Then, the correct MW interval was detected by comparing the analyzed saccade metrics data and the fixation duration prior to the MW reporting spot on the raw data. The fixation duration on raw data was compared to the saccade metrics because the number of saccades and the fixation duration evince a negative correlation. For example, when MW occurs, the number, velocity, and amplitude of the saccade are rapidly reduced or are not recorded, whereas the fixation duration is large, relative to the sustained attention. Therefore, MW segments can be detected more accurately when they are compared.

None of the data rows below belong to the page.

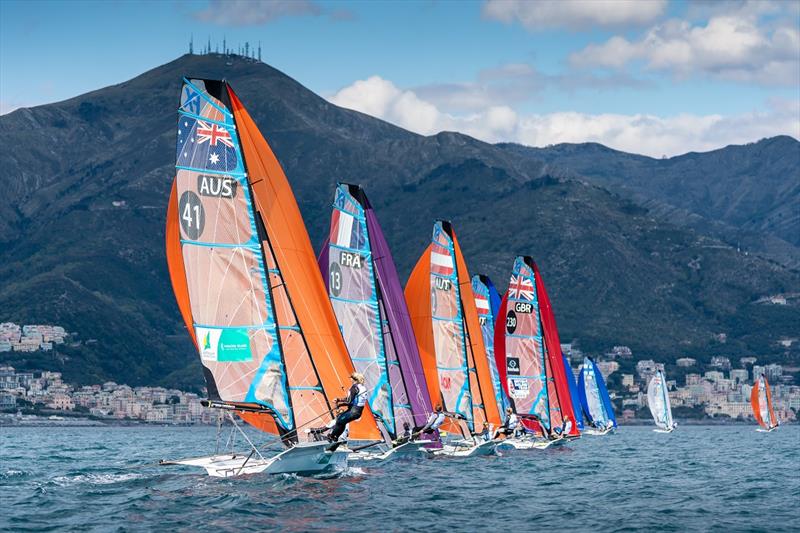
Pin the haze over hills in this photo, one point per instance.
(86, 184)
(747, 195)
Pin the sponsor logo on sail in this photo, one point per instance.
(518, 387)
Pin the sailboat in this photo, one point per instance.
(487, 303)
(658, 402)
(250, 292)
(761, 400)
(448, 332)
(595, 400)
(573, 392)
(367, 299)
(530, 361)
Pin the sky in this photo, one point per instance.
(656, 77)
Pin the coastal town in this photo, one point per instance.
(718, 390)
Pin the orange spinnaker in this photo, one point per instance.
(418, 300)
(473, 326)
(177, 274)
(273, 198)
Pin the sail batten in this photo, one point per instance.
(445, 319)
(658, 401)
(362, 285)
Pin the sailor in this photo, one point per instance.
(509, 425)
(355, 402)
(485, 433)
(435, 420)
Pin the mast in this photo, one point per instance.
(447, 329)
(241, 273)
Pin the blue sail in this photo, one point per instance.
(593, 395)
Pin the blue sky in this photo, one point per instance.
(654, 76)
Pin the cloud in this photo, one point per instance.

3.4.2. Oculomotor Data and Eye Movement Data

Second, two oculomotor data (blink count, pupil size) and 9 eye movements (average peak velocity of saccades; maximum peak velocity of saccades; standard deviation of peak velocity of saccades; average amplitude of saccades; maximum amplitude of saccades; total amplitude of saccades; saccade count/s; fixation duration; fixation dispersion) were analyzed in the MW segment and the attention span of the participants detected in the first stage. Of the total 11 sets of data, the blink count, saccade count, pupil size, fixation duration, and fixation dispersion were analyzed through raw data. The rest of the data were analyzed through saccade metrics. Then, finally, we performed planned t-tests to compare data between MW and attention.

4. Result

Through this study, we received a total of 69 MW reports from 18 students. The characteristic of eye movements and oculomotor data for each MW segments and attention span were compared.

4.1. Eye Movement Element

4.1.1. Fixation Duration

The fixation duration in the MW segments of participants was significantly longer than the fixation duration in the attention span (see

Table 1. Fixation duration (MS) difference.

Average		SD		t-Value
MW	Attention	MW	Attention	14.32 **
7454	348	2103.96	76.34

** p < 0.01.

). During MW, participants do not need to look at visual information and do not track it during MW. Thus, there appear to be no saccades and longer duration of the fixation. The average fixation duration in the present study was longer than the outcomes obtained by [10] because they removed data above the fixation duration of 2000 MS during the analysis process and averaged the results. But in this study, we averaged all fixation duration.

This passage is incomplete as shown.